Il revient pour le Rock’n’Roll de Lennon, mais les choses se passent mal d’emblée. Spector, maniaco-dépressif (ou bipolaire) sort son flingue comme pour rire, il ne supporte pas l’entourage de Lennon et estime qu’on ne fait pas assez cas de lui. Il quitte le studio avec des bandes enregistrées que Lennon aura toutes les peines à récupérer, mais la collaboration s’arrêtera là et les frasques de Spector deviennent de notoriété publique. Il en est réduit à enregistrer avec Dion (ex Dion & the Belmonts), histoire de garder la main, mais ses rares tentatives pour réapparaître en majesté échouent lamentablement. Il a choisi la nuit.
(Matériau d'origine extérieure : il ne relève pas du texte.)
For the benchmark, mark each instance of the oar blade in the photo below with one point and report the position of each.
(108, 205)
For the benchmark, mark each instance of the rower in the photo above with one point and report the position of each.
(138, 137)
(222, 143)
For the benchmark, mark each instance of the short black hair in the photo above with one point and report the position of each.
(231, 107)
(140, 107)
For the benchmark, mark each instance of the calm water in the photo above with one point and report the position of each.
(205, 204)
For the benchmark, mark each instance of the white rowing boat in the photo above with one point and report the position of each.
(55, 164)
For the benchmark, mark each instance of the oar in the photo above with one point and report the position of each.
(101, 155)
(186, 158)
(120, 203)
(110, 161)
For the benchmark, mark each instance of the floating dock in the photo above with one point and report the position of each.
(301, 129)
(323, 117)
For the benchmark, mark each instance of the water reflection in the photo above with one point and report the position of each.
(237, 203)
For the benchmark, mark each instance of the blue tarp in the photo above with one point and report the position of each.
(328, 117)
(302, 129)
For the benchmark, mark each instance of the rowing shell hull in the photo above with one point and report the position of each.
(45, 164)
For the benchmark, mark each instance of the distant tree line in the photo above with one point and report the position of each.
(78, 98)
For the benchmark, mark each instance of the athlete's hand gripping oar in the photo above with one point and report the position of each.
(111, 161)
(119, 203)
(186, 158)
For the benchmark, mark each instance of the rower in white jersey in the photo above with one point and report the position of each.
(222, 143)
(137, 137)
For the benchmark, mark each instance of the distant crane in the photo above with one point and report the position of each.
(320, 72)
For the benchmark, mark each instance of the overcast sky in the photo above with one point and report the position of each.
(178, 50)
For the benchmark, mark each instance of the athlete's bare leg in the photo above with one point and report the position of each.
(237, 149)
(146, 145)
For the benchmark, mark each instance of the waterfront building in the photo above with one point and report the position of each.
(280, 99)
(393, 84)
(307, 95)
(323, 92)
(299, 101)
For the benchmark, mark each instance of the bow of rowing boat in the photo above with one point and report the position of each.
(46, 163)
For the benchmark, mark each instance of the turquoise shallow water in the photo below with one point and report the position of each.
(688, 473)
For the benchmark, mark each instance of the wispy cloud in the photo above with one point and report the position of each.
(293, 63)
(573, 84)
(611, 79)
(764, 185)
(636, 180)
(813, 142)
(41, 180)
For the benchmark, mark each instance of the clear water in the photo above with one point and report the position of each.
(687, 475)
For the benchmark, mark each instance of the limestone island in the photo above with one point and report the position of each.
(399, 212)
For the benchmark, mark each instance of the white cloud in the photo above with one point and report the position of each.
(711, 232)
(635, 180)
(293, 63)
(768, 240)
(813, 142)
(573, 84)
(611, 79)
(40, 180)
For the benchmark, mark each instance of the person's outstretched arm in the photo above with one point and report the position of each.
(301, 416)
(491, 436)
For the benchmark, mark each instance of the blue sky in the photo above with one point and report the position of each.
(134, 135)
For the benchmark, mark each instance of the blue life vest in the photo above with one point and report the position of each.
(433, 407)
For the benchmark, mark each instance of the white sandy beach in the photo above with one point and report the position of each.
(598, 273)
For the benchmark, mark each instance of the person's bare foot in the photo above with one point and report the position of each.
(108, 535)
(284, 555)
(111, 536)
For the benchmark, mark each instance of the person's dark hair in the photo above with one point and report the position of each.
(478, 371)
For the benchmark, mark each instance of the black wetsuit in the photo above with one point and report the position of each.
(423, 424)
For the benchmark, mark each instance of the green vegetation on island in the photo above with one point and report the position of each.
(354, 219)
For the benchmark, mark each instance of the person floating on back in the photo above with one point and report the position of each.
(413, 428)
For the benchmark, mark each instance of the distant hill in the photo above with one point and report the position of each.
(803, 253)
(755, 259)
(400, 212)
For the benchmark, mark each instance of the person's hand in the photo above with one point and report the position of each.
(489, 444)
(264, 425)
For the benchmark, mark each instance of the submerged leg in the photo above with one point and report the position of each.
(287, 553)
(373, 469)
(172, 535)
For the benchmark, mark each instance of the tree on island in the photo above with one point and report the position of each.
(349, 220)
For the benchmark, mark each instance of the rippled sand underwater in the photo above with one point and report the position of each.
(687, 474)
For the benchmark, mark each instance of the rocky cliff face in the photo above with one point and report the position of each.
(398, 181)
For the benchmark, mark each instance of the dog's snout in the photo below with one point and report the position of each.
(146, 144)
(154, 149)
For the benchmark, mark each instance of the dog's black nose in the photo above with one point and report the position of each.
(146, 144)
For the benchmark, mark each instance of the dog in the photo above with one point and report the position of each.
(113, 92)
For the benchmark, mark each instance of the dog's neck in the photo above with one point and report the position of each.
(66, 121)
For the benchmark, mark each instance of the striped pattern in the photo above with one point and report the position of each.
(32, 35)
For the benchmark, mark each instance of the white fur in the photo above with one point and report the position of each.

Leonard Cohen le prend quand même pour son Death Of A Ladie’s Man (1977), mais là aussi, tout se dérègle et Cohen raconte que Spector le tenait parfois en joue en l’assurant qu’il l’aimait. Il interdit à Cohen l’accès de la salle de mixage et sera quand même crédité, même si le chanteur reniera l’album. En 1980, ce sont les Ramones qui ont le malheur de faire appel à ses services pour End Of The Century, désireux de ressusciter le mythe. Dee Dee Ramone, le bassiste, dira que Spector l’a obligé à jouer au piano « Baby I Love You » toute une nuit en le menaçant, là aussi, d’un revolver. Une manie. Il se demande encore qui joue de la basse sur certains morceaux du disque.

Il est ensuite question d’une collaboration avec Céline Dion qui capotera, car Spector s’enfonce dans la psychose. « On apprend pas la musique à Mozart », se serait-il écrié avant de quitter le studio. À ce stade, il a depuis longtemps déserté l’actualité culturelle pour celle des faits divers et les tabloïds californiens font un feuilleton de ses frasques. Jusqu’au meurtre, au bout d’une autre nuit d’excès, d’une actrice de série B, Lana Clarkson, qu’il niera toujours, plaidant pour un suicide. Après un premier procès où le jury n’est pas unanime à le condamner, ce qui ne l’empêche pas de connaître la prison pour port d’armes prohibé, il n’y coupe pas en 2009 ; reconnu coupable et condamné à 15 ans de prison.

Le cancer qui vient de l’emporter aura été le seul motif de sa remise de peine et le fantôme du studio de l’étoile d’or pourra s’acheminer vers l’enfer des géants où doivent lui avoir donné rendez-vous Richard Wagner et Elvis Presley, ses maîtres.

(1) : ROCK DREAMS – Bye Bye Baby Bye Bye – Guy Pellaert et Nick Cohn – Albin Michel – 1973.